The lis pendens rule will only apply within Europe, among European Union Member States. But are there any lessons to be learned for international arbitration generally? Would it be useful, for example, for UNCITRAL or UNIDROIT to draw up non-binding Principles of International Arbitration that, in cases of parallel proceedings, would encourage courts to stay proceedings or decline jurisdiction in favor of the court or tribunal at the seat of arbitration? Although rules of comity already encourage courts not to interfere with the jurisdiction of other courts by not granting anti-suit injunctions, more deference to the court of the seat could be useful.
This idea has already been developed in the U.S. and elsewhere to some extent, by means of the concept of “primary” and “secondary” jurisdiction. This concept comes from the New York Convention, where the language has been read to give the court of the seat preferential status, at least to procedural matters (V(1)(d)) and to the setting aside of awards (V(1)(e)).
A court with the jurisdiction to annul or set aside an award is said to have “primary” jurisdiction, while other courts are said to have “secondary” jurisdiction. So it would not be a giant step to encourage an international perspective that would consider the court at the seat of arbitration to also have primary jurisdiction on the question of the validity of the arbitration agreement.

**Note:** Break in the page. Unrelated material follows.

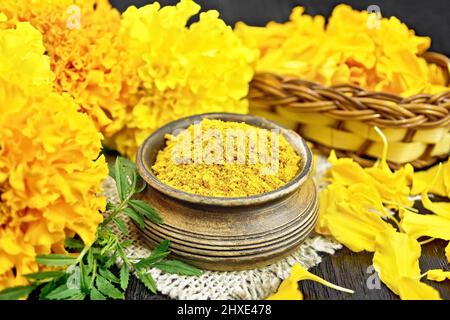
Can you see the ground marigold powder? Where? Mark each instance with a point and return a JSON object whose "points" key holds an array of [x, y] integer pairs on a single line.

Any development of such a preference or presumption, however, must await the question of whether the European Commission’s lis pendens proposal becomes law, and if it does, how well it actually works in practice. If the rule appears to eliminate many of the abuses which stem from parallel proceedings, then it may be worth considering whether working toward a similar rule in the international arena would support a more effective and efficient framework for arbitration.